The town on Mindarie was gazetted on 25 June 1914, and Mindarie was established as a locality on 11 November 1999.

The name Mindarie is believed to originate from an Aboriginal Australian language word referring to "a peace talk meeting".

Mindarie was a stop on the Barmera railway line, which reached Barmera in 1928. The station, which had a pump shed from 1917, closed in 1974. The water pump was relocated to Pioneer Park in Karoonda.

Mindarie school was founded in 1916, initially being taught in the town institute hall. The school received its own building in 1929, and closed in 1966.

==Governance and demographics==
Mindarie lies within the state electoral district of Hammond, and, in federal elections, in the Division of Barker. Its local council is the District Council of Karoonda East Murray.

Mindarie's postcode is 5309.

In the 2021 Australian census, 8 households, 3 families, and 32 people were resident in Mindarie. This was a reduction from the previous census, undertaken in August 2016, which reported 38 people.

==Climate==
Mindarie's climate is classed as BSk : Cold semi-arid (steppe) climate in the Köppen climate classification system. As of 2025, its average maximum temperature is reported as 23.6 Celsius and the minimum as 8.7. Average rainfall was 267.8 mm.

==Facilities and recreation==
The nearest town is Karoonda, which is 43 km to the south-west of Mindarie.

The Mindarie school has been replaced by East Murray Area School which is located about 10 km northwest of Mindarie. It educates about 50 students from Reception to Year 12 in an isolated location.

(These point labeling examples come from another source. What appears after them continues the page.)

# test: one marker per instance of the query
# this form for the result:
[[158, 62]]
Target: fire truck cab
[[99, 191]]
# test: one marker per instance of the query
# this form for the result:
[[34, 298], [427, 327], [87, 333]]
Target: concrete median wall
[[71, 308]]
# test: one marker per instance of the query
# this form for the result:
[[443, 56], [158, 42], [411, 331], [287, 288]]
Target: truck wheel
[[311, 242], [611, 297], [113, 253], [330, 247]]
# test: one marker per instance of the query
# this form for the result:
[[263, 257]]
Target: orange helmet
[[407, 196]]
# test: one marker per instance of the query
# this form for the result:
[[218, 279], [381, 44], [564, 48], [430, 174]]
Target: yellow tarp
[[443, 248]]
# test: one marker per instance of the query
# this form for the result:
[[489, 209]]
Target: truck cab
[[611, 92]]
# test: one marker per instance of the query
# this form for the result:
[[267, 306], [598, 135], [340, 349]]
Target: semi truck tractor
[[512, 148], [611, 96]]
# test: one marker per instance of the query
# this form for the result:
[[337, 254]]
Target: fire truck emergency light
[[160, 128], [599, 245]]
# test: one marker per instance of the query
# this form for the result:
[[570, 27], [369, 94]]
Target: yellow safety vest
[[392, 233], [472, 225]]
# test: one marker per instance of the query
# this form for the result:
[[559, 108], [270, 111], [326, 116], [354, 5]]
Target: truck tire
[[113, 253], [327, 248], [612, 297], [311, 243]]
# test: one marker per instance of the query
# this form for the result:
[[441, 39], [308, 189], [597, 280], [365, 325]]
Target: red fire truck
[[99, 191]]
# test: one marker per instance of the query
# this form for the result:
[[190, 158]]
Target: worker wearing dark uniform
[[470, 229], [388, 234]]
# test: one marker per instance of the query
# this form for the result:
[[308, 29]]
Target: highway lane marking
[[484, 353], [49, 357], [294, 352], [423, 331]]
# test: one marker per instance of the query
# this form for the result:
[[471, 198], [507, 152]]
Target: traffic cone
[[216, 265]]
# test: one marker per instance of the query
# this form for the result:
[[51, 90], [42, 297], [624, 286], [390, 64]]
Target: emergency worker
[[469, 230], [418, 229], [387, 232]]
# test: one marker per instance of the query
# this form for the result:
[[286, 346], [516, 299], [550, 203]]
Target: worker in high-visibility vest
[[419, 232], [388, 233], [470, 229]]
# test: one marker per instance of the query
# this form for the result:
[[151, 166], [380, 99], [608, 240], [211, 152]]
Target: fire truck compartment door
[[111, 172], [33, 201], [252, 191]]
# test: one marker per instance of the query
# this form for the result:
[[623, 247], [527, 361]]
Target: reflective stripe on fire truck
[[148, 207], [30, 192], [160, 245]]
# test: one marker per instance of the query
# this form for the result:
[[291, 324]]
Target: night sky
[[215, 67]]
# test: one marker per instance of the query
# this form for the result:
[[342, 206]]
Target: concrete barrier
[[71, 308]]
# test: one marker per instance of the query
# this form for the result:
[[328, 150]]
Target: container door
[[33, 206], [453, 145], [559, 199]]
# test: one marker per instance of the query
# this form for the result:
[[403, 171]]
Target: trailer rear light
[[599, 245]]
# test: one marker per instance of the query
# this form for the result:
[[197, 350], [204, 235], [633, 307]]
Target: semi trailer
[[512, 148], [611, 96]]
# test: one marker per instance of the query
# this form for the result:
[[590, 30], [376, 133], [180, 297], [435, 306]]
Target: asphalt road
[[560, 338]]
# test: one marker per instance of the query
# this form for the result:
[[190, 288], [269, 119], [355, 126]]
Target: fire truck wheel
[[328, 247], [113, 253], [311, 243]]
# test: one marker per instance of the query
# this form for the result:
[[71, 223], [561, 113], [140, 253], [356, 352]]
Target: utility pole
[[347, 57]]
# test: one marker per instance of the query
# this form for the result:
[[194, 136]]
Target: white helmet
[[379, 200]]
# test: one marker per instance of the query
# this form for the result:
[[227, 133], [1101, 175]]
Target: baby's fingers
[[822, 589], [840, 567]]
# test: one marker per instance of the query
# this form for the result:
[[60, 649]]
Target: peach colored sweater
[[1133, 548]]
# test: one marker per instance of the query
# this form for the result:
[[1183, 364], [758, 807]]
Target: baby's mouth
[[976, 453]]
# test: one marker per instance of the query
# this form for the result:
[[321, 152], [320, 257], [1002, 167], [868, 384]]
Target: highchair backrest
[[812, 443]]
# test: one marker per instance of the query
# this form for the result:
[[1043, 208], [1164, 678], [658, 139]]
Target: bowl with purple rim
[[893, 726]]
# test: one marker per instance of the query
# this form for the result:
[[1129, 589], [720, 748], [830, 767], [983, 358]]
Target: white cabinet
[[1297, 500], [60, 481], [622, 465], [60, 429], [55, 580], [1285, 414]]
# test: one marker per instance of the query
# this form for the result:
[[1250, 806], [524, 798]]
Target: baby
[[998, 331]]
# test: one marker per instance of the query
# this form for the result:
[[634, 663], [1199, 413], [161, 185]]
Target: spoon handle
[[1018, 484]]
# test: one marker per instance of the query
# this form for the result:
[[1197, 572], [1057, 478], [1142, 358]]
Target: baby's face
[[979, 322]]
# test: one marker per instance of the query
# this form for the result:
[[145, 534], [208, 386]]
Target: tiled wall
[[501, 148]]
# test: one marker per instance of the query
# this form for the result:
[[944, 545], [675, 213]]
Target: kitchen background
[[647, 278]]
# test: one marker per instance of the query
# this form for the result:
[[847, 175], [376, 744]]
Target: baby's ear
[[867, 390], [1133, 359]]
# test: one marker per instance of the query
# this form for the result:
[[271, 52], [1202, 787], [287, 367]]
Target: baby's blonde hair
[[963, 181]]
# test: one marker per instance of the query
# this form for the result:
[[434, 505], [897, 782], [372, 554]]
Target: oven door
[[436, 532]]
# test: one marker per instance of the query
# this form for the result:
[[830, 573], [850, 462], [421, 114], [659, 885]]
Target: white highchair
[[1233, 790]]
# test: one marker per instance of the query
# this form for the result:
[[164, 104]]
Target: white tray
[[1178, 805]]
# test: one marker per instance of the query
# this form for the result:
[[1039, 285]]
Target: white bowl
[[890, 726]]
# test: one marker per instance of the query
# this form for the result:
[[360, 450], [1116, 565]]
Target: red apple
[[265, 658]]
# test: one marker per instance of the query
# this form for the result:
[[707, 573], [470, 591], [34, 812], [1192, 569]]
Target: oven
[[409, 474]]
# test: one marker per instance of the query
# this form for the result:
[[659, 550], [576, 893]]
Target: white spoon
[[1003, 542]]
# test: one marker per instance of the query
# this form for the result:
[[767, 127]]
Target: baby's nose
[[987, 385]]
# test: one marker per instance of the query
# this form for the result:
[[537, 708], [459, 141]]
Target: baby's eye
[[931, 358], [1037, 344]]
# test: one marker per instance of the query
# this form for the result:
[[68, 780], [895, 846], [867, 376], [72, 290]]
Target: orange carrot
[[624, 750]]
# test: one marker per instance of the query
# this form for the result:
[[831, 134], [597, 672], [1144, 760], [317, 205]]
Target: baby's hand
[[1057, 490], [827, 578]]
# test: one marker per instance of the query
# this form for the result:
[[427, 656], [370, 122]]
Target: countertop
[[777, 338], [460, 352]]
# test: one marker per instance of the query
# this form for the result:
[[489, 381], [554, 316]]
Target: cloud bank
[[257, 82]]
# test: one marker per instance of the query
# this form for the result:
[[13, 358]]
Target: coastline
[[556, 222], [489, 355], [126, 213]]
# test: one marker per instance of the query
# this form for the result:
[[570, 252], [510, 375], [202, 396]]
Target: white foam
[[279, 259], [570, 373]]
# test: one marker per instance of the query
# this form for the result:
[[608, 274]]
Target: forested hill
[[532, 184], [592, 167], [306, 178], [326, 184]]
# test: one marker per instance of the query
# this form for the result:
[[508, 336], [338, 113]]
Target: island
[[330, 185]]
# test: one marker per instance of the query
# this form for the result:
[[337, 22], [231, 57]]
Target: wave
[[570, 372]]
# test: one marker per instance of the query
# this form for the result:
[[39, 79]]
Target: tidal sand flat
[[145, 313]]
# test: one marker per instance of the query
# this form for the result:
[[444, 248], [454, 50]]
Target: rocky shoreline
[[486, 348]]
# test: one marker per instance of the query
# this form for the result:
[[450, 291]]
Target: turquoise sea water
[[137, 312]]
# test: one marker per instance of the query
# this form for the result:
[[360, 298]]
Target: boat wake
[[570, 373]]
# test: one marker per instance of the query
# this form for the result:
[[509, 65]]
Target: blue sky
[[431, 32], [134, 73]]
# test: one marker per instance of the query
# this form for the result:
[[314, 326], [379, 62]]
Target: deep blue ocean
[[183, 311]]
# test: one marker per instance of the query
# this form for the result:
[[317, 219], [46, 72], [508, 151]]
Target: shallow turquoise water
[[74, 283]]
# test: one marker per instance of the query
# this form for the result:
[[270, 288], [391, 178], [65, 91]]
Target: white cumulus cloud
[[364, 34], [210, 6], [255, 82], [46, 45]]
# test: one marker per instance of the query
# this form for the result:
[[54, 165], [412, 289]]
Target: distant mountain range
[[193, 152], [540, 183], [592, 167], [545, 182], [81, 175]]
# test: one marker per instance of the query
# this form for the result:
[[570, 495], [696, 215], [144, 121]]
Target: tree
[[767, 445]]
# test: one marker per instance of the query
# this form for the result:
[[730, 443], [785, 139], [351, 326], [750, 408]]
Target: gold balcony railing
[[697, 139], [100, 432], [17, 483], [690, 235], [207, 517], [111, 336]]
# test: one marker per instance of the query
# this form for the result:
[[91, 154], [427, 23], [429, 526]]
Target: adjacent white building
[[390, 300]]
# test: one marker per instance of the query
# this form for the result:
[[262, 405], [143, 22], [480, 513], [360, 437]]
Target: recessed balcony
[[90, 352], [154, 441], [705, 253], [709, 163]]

Together with nearby Halidon, it hosts the Mindarie-Halidon Races in September each year, which is known as the Melbourne Cup of the Mallee.

==Economy==
===Agriculture===
The land around Mindarie is agricultural land.

===Mining===
Mindarie is home to the former Mindarie Mineral Sands Mine (or Mindarie Mine) a heavy mineral sands mine owned and operated by Murray Zircon. The mine site, which covers around 2,000 ha, is on land owned by a local farming family since 1994, called Galga.

The Mindarie Mineral Sands Project was originally developed by Australian Zircon Ltd in 2006, with mining operations starting in October 2007, but the project was placed on hold in October 2009. Murray Zircon was created in June 2011 as a joint venture, with the majority shareholder being the Chinese company Guangdong Orient. In August 2011 rehabilitation works began and were completed in March 2012, with mining beginning the following month. A camp was built to accommodate mine workers. The product (heavy mineral concentrate) was exported to China for processing into the separate elements of zircon, ilmenite, and rutile. As of 2013, Murray Zircon also held exploration tenements covering over 11,000 km² within the Murray Basin. Australian Zircon had at some point sold their shares to private investors in Hong Kong by then.

By late 2025, mining operations had ceased, and Zircon Murray was removing infrastructure and revegetating the land. However, property owner Kevin Heidrich was concerned about the loss of more than a metre of topsoil (around 10,000 tonne per hectare) that had been lost during the life of the mine would not be replaced. The company still holds four other exploration leases on Heidrich's property.